Party operatives will no doubt try to spin the monthly jobs report when it comes out on Friday, but whether the unemployment rate nudges up or down, there’s one point on which there will be nearly universal agreement: It’s still too high.
The jobless rate hasn’t fallen below 8 percent—twice what some economists say is acceptable—since January 2009, when President Obama took office. It’s a reflection of a job market that labor experts on Wednesday characterized as being defined by mismatches.
“You can’t be a farmer living in New York City, so we have to line up what you’d like to do with where the job opportunities are,” Jane Oates, assistant secretary of the Labor Department’s Employment and Training Administration, said after delivering keynote remarks at a National Journal labor policy summit.
Whether it’s where the jobs are, perceptions of what they entail, or the skills required, the labor market is characterized by unevenness, Oates and a panel of experts said during the event.
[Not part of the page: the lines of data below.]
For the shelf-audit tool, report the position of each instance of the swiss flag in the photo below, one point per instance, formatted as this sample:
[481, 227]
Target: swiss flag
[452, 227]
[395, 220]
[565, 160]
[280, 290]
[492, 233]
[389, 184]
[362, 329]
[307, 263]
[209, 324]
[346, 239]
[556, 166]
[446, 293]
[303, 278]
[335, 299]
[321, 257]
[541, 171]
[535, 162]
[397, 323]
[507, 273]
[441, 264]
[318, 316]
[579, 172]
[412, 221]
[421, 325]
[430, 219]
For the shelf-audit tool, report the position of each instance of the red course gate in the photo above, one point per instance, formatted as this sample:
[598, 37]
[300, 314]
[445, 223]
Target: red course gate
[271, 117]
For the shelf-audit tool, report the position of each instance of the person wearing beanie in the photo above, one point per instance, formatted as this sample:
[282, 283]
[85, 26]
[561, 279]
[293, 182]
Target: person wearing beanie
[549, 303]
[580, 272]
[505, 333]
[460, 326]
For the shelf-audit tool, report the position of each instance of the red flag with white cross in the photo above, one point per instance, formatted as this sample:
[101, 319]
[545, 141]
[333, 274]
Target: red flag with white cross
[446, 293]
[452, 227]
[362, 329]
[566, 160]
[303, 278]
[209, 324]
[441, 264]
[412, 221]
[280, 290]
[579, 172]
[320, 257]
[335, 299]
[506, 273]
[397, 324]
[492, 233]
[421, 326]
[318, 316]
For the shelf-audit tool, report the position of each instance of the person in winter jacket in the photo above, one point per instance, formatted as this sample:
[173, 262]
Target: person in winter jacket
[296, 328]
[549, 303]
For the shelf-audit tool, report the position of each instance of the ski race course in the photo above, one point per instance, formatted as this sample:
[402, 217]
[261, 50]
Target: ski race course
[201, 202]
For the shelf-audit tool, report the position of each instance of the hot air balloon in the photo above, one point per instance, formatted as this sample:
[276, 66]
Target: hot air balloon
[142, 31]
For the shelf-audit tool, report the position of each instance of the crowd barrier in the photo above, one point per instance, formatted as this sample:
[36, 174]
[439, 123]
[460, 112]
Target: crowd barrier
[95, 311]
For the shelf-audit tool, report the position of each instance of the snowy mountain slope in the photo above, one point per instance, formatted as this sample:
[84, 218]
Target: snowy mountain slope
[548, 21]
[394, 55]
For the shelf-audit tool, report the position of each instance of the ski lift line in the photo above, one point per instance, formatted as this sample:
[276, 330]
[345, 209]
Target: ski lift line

For example, the recession hit one part of the labor force, while the recovery is helping another.
“What we’ve observed is that where the jobs have been lost, they’re not coming back. Where the jobs have been gained, they’re in different sectors,” said Nicole Smith, senior economist at the Georgetown University Center on Education and the Workforce.
Many of the jobs lost in construction and related fields are showing up in the health care, education, and professional business-service sectors, she said. And, though the sector is small now, green jobs are “part of the way forward.” The science, technology, engineering, and mathematics fields are all growing, too, but the pool of qualified applicants needs to grow with it.
There’s also an expectations mismatch. Veterans, for example, have trouble finding work not because they’re underqualified, but because they aren’t prepared to translate their skills or they have incorrect assumptions about the marketplace.
“We also have to train our servicemembers what it means to get out of the military and go into the civilian workforce,” said Tom Tarantino, chief policy officer at Iraq and Afghanistan Veterans of America. “What we found through our studies is that veterans have too high of an expectation.”
Similarly, women and minorities are underrepresented in certain trade fields, Oates said. It's not that there isn't employer demand, but rather that employee perceptions have to change.
“We have all the players in place,” Oates said. “We need to get a better script.”